France has grown suspicious of Stellantis CEO Carlos Tavares’ compensation, which the government has dubbed irregular and indicative of a need for further financial regulations in Europe. The issue doesn’t appear to have much to do with where the money is coming from, but rather the size of his current payment package.
Tavares oversaw the merger between PSA Group and Fiat Chrysler Automobiles in 2021 while he was still CEO of the former company. Having previously climbed the ranks at Renault, the executive has served as chairman of PSA’s management board since 2014. Now heading Stellantis, Tavares is positioned to receive roughly $20.5 million in compensation for 2021. In addition to that, he’s reportedly eligible for a stock package worth an extra $34.7 million and long-term compensation of about $27.2 million — which the French government believes is too much.
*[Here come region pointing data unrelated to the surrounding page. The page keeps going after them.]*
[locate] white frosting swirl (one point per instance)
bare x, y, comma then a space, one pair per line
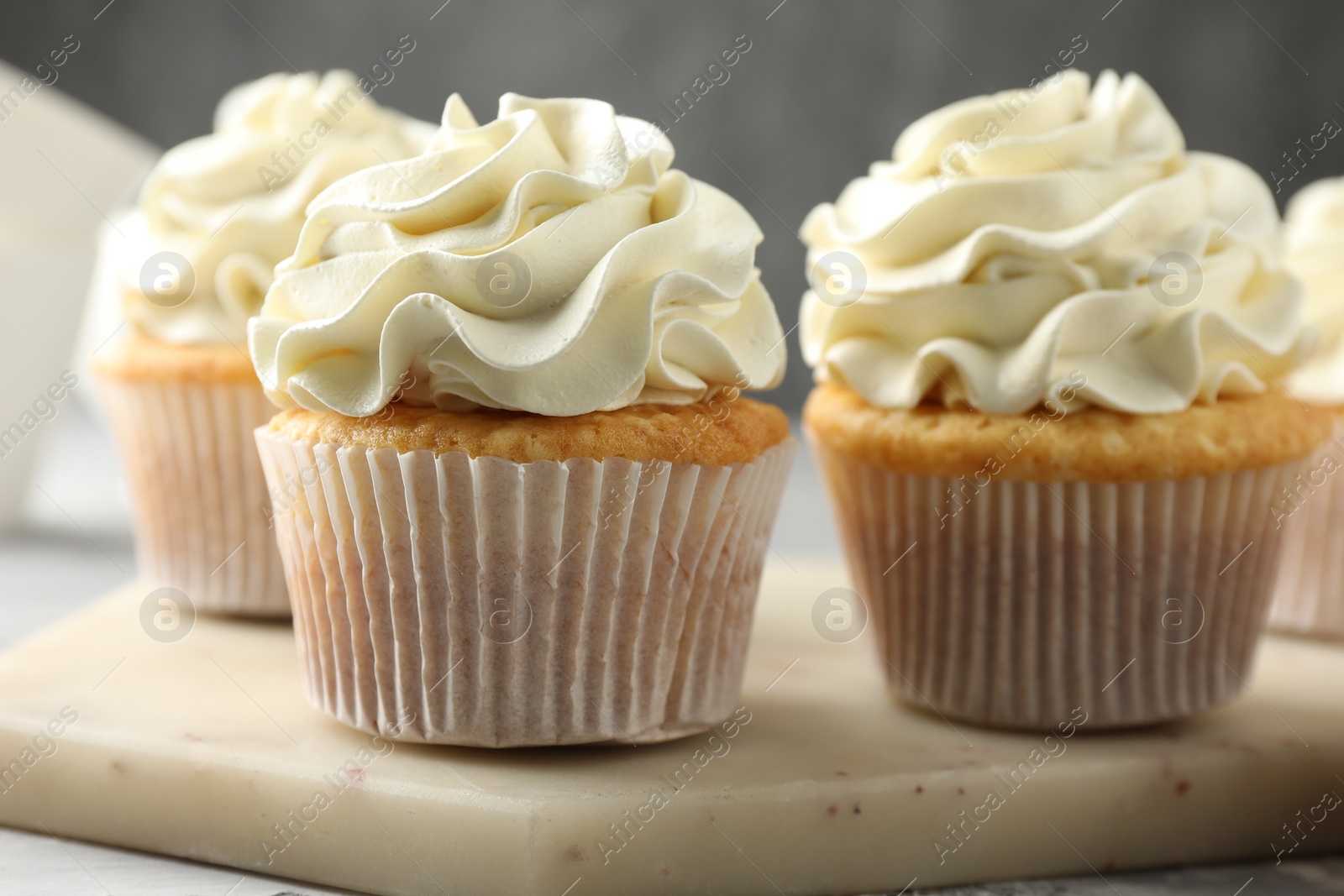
232, 202
1008, 249
643, 286
1316, 254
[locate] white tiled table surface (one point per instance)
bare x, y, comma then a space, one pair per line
76, 546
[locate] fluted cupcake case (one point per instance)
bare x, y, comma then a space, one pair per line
1310, 598
1139, 600
198, 492
483, 602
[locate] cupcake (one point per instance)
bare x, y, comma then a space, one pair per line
1050, 347
194, 264
524, 501
1310, 510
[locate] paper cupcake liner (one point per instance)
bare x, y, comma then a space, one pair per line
198, 492
1310, 598
1023, 600
481, 602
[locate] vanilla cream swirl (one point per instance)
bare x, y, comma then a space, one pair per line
232, 203
549, 261
1023, 242
1316, 254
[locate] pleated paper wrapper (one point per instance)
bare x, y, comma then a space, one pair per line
1310, 600
198, 492
475, 600
1019, 602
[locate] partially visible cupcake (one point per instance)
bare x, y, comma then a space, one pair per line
1310, 586
534, 508
1050, 345
197, 258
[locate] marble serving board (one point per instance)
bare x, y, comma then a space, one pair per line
822, 785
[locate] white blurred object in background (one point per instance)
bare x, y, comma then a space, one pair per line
64, 170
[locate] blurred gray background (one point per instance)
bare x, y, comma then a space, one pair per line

The country has a long history of getting directly involved in domestic industry, something other auto-producing nations like to pretend is wholly unique to France. It presently holds a 6.2-percent take in Stellantis via public investment bank BPIfrance.
“Obviously, these are not normal figures,” government spokesman Gabriel Attal, said of the numbers on Tuesday.
Phitrust, an investment group that’s highly focused on Environmental, Social, and Governance (EGS) compliance, shared the compensation figures in a recent press release, saying that it formally opposed approving Tavares’ pay package.
Calculated according to the methodology of the French Autorité des Marchés Financiers (AMF) or AFEP-MEDEF French Code, based on the IFRS fair value at the date of grant in force in all major French groups, the total amount of the remuneration of the CEO of Stellantis granted for 2021 would amount to €66 million.
This amount of remuneration leads us to ask questions publicly to the shareholders who vote them and to the public authorities who hold a share of responsibility in this scheme: let us recall that the French public bank BPI holds 6.15 [percent] of Stellantis’ capital.
Is this remuneration, which is the highest of the large companies in France (and probably of the listed groups in the European Union), justified for a person who is not the creator of the company, but is only its manager and therefore does not take any risk or financial penalty or assume any personal responsibility, especially as the merger of the two groups is not yet completed?
Automotive News crunched some numbers to determine that Tavares would technically be entitled to receive more than 220 million euros by 2026, assuming he achieved every goal laid out in his compensation incentive plan. But the updated payout for 2021 alone would still make him one of the highest (if not the highest) paid automotive executives in Europe.
More recently, the outlet noted some similarities between the situation with Tavares and how the French government handled former automotive executive (now internationally wanted fugitive) Carlos Ghosn prior to his ousting from the Renault–Nissan–Mitsubishi Alliance. Arrested at Tokyo International Airport in November of 2018, Ghosn was accused of having under-reported his salary while repeatedly misusing company assets. Though the plot thickened after it was discovered that Nissan had been in the midst of a massive coup d’état, muddying the waters of the investigation and tarnishing the reputations of numerous executives.
It’s a little early to declare anything about what’s happening over at Stellantis, especially if it’s to be as wild as the scandal involving Ghosn. However, it is curious that the government seems so perturbed with Tavares’ compensation when General Motors CEO Mary Barra earned $23.7 million in 2020, despite declining revenues, in the United States. While corporate big wigs have seen their compensation rates go up by at least 940 percent since 1978 (vs just 12 percent for the average worker), it is a little strange to see France singling out a lone executive without issuing claims of illicit financial activity. From the sound of things, the government simply feels like the automaker has gone overboard with the planned payout.
Though it might not matter because the firm appears to be moving ahead as planned.
Today, Stellantis said it would be “taking note” of the feedback resulting from the advisory vote on the remuneration report and would take extra care to explain in the 2022 remuneration report exactly how this vote had been taken into account. This comes after the tally revealed that around 52 percent ended up voting against the 2021 executive remuneration report for senior managers.
“It is our conviction as a board that in a meritocracy, rewarding on the basis of performance criteria is a fundamental element of our policy,” Chairman John Elkann shareholders. “We will take on this vote which is, again, a recommendation.”
Meanwhile, Tavares said the company expected sales to be up (or at least stable) in all of its major markets for 2022, adding that the forecast for the end of 2021 should be cash positive.